The app i picked was eCooltra — an electric scooter and bike renting app i use everyday to move around Madrid. The main task was to reverse engineer the app to its wireframe. Basically work back from the finished product to understand its UX/UI components and slowly understand how the app presents itself to the user.

Figma export where you can see 5 screenshots of the finished product above and their correspondent wireframes to study interactivity below

2. I replicated the interface on each screenshot using tools from the Ironhack’s Wireframing kit. Top 5 screenshots from left to right:

Screenshot one

Main page where you have your city map (the city where the service is available), 4 main buttons, two on each corner on the top and two on the bottom right corner and one secondary button on the bottom left corner.

Screenshot two

Account settings where you have all the menus that relate to your travels.

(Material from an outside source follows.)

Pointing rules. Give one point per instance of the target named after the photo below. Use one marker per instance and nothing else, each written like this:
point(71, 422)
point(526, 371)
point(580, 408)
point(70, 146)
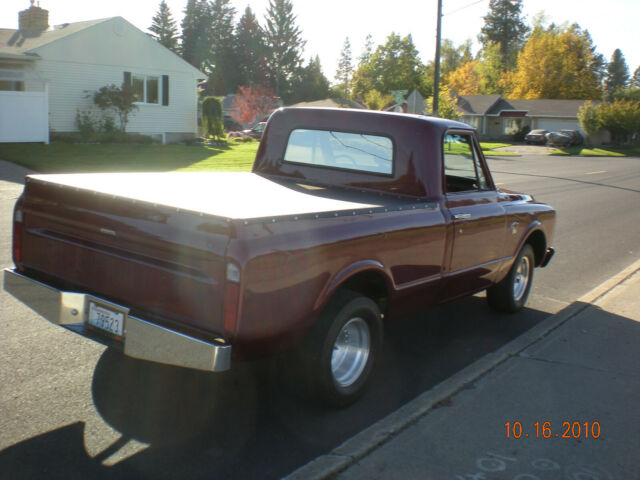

It’s grouped by 5 items with the App logo right above the iPhone’s bar.

  1. Shows your Screen/User name and it also show how much money you have available for your travels.
  2. Button that takes you to your Profile where your account info is stored.
  3. Credit card info and tariffs and a second button with all your travel history
  4. Offers, cupons and promotions, each with its own button
  5. Help button

Screenshot 3

Flow from number 2 from screenshot two- Profile. Here you have 3 buttons that let you edit your account info ranging from: Personal info, Email, Password and one for Notifications. There’s also one top right close button and one botton right button that let’s you sign off from your account.

Screenshot 4

The ‘How does it work?” page where you have two main groups. One that explains how to rent a scooter or a bike and a second one for the app’s contact center. There’s also one top right close button.

Screenshot 5

Rent your scooter help page with a basic explanation on how the reservation proccess works. A bottom center button that gives you access to an explanatory video and pagination button for the rest of the instrucions. There’s also one top right close button.

3. I chose to try and develop the flow from the main page and its two top buttons — the left takes you your account and the right to the help page.

Link to the prototype.

4. Main takes from this challenge:

  • Hierarchy is fundamental in choosing primary, secondary and terciary buttons.
  • Allways have your iPhone bar visible, you never know when you’ll need to check the time.
  • Always have a ‘Go back’ button.
  • The user experience and interface should be simple or at least appear simple.
  • Information/data should be organizaded according to a system (any system one chooses)

5. Conclusion

It helped me to work on an app I use everyday and how seamless it is or at least how it seems to me. And seamless is a keyword here.